The third objective of our initiative was to take a positive and encouraging approach towards the resumption of talks. To that end, we have engaged with all the concerned steak holders to work meaningfully together towards defining positive incentives with all our voluntary partners. I thank in particular Sweden, Germany, Norway and the European Commission for their tireless commitment in that regard. Those incentives are based on three main aspects: first, an economic component, including a special privileged partnership with the European Union and the enhanced participation of the private sector, which is absolutely key; secondly, building the institutional and State capacities of the Palestinian side; and thirdly the rapprochement of Israeli and Palestinian civil societies, in order to improve necessary dialogue between the parties, to revive the public debate and to bring together two societies that are destined to coexist. The goal of those incentives is to remind the parties the extent of their interest in obtaining peace and to what degree the international community can and wants to help them to that end.
The joint declaration of the Conference of 15 January is the result of long-term effort and great collective mobilization. It has benefited from the efforts of all parties, including the Quartet, the Arab Peace Initiative, the initiatives of Russia and Egypt and the essential role of the United States. There has been complete transparency towards all of the parties. Therefore, the parties must show their commitment to the two-State solution through specific action on the ground.
As has been stated time and again by the French authorities, it has never been a question of dictating the terms of the peace agreement. Only direct negotiations between Israel and Palestine can lead to peace. Nonetheless, the international community has an irreplaceable role to play in creating, by means of guarantees and encouragement, an appropriate framework and favourable conditions for negotiations to start once again. That is the thinking behind the French initiative and the Paris conference, which is a friendly hand held out to the parties. In that context, the joint declaration of 15 January is not the end of the road. It is a necessary and important step towards relaunching the peace process. The situation on the ground demands that we remain more than ever active in helping the parties move quickly towards a settlement.

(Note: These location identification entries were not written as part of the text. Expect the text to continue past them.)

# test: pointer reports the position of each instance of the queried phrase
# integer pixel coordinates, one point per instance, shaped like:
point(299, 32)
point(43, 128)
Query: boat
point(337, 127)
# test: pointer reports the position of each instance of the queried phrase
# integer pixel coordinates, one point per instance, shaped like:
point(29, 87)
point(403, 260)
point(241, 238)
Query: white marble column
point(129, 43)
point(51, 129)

The heinous attack on Jerusalem on 8 January, which cost the lives of four young Israeli soldiers and which France strongly condemned, shows us the extent to which the situation on the ground remains precarious. As the joint communiqué of Paris states, we must demonstrate a spirit of responsibility and vigilance, and must avoid any unilateral act because that would only further exacerbate the situation on the ground in Jerusalem and elsewhere.
We must remain active with a view to resuming negotiations and that is why the participants in the Paris conference have committed to meet again during the year to review the progress being made and to move forward. The objective is to re-establish a positive political dynamic founded on the two-State solution, which is the only way to respond to the legitimate aspirations of both parties and to ensure that Palestinians and Israelis are able to live side by side in peace and security. We call for the unswerving commitment of all our partners, in particular the members of the Security Council, in order to press on together along this rocky road.
Let us take on together the historic responsibility that falls to us in the service of peace in the Middle East.